An area of matter and/or energy can exist as information if another entity, organism, or mechanism acknowledges it. Information can only be formed out of existing matter and/or energy. As Klaus Krippendorff, Professor of Communications at the University of Pennsylvania said, "Pure and unqualified information is an unwarranted abstraction." If all information is real, then an individual area of information can be identified by its qualities and properties, its relationship to other matter and/or energy or information, and its behavior.

If information is created or develops as different entities interact, then no information or carrier of information can exist in complete isolation. Likewise, if all information is made of an organization of moving matter and/or energy, no information can exist for a unique instant, or in a completely fixed state. Therefore, information marks at least one difference, or degree of difference among existing entities of matter and/or energy in both time and space.

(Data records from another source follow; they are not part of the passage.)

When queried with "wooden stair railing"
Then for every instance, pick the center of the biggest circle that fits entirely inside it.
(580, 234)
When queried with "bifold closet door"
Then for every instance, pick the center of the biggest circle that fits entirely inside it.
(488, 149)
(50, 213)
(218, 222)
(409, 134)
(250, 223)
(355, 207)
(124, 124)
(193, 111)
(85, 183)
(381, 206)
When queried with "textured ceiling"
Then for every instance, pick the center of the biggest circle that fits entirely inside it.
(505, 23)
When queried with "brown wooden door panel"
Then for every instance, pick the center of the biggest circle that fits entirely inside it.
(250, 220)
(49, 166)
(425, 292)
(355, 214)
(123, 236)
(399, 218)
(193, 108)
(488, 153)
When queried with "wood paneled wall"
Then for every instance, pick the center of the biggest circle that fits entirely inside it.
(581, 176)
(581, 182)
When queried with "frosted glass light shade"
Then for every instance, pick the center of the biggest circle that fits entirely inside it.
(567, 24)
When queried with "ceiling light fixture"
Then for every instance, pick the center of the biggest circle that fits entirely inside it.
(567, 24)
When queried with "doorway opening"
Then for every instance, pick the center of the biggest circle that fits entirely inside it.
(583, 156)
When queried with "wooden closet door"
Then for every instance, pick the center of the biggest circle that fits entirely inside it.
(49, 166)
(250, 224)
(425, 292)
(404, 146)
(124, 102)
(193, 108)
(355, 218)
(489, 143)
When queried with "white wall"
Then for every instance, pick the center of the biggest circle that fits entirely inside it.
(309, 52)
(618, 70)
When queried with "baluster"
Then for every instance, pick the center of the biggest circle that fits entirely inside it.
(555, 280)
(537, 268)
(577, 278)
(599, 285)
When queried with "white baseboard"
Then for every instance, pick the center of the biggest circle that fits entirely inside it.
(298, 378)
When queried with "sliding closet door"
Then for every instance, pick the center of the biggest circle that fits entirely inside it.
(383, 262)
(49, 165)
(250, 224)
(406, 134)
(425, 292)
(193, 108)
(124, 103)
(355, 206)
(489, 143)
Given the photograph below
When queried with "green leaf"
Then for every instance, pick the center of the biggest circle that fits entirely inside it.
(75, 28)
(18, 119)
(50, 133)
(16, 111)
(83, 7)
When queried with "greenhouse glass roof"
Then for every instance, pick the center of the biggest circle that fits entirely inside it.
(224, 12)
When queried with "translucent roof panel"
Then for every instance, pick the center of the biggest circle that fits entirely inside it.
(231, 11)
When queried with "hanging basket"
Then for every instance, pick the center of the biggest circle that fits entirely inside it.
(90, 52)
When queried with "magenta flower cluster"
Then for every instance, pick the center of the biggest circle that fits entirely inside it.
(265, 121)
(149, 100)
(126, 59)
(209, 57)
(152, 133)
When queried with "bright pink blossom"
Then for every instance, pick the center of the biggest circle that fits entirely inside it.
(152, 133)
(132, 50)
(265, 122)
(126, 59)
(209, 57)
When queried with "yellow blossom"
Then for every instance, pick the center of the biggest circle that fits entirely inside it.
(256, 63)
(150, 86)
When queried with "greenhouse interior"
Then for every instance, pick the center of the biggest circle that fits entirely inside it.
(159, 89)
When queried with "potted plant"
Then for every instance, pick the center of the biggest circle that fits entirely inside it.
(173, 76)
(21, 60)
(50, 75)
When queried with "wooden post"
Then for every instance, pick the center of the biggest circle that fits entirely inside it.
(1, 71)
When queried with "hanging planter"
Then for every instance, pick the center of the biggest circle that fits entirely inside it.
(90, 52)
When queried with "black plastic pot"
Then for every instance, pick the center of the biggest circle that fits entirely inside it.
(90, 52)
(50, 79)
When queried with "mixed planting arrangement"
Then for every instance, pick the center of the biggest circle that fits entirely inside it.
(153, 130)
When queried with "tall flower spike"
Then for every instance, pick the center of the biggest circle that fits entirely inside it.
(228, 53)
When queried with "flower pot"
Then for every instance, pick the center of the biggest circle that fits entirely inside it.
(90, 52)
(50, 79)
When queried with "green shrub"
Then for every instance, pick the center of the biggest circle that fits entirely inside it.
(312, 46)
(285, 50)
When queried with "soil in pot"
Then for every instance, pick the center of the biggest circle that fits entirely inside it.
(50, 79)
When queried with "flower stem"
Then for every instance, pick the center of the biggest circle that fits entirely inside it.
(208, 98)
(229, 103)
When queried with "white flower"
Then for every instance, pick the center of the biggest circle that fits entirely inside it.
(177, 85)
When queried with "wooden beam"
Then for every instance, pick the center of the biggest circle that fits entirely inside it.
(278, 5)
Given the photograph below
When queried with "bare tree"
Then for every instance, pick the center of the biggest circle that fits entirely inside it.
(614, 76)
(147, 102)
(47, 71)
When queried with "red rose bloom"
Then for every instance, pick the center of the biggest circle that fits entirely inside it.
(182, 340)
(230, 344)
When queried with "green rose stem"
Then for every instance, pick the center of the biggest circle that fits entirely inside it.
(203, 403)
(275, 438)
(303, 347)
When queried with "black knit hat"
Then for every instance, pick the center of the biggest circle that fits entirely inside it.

Knowing what an area of information can potentially be is different than determining what an area of information actually is. For example, knowing what apples are is not the same thing as choosing apples for a pie-- you can't purposely select an apple for an apple pie if you don't know what it is. However, if you know what apples are and see a variety of fruit that shares apple characteristics, you can classify each piece as an apple, and also identify, differentiate, and subcategorize the fruit by other variable characteristics.

When a person studies an area of information, she can compare how she expects that information to behave to how it actually behaves. A person who knows about some of information's essential properties should be able to realize that all things carry information, know how to look for information, and recognize an area of information when she encounters it.